In the context of PDE-constrained optimization, there is no essential difference between learning a neural network and finding the optimal physical parameters, except that the design variables become the weights and biases of neural networks. However, the neural networks raise some questions, for example: does one optimization technique preferable than the others? How to stabilize the numerical solvers when neural networks are present? How to add physical constraints to the neural network? How to scale the algorithm? How is the well-posedness and conditioning of the optimization problem? How much data do we need? How to stabilize the training (e.g., regularization, projected gradients)? Indeed, the application of neural networks in the physics machine learning leave more problems than what have been answered here.

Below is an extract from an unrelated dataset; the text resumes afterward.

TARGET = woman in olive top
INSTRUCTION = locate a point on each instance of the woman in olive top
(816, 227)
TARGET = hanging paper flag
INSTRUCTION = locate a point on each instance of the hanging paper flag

Other Optimization Techniques

Besides the formulation and optimization techniques introduced here, there are many other topics, which we have not covered here, on PDE-constrained optimization. It is worthwhile mentioning that we consider the optimize-then-discretize approach. The alternative approach, discretize-then-optimize, derives the optimal condition (KKT condition) on the continuous level and then discretize the dual PDE. In this formulation, we can use the same discretization method for both the primal and dual system, and therefore we may preserve some essential physical properties. However, the gradients derived in this way may deviate from the true gradients of the constrained optimization problem.

Another noteworthy ongoing research is to formulate the optimization as an action functional. Just like every PDE can be viewed as a minimization of an energy function, a PDE-constrained optimization problem can also be formulated as a problem of minimizing a functional. These discussions are beyond the scope of the tutorial.

Summary

PDE-constrained optimization has a wide variety of applications. Specifically, formulating the physics based machine learning as a PDE-constrained optimization problem lends us a rich toolbox for optimization, discretization, and algorithm design. The combination of neural networks and physics modeling poses a lot of opportunities as well as challenges for solving long standing problems. The gradient based optimization with automatic differentiation has the potential to consolidate the techniques in a single framework.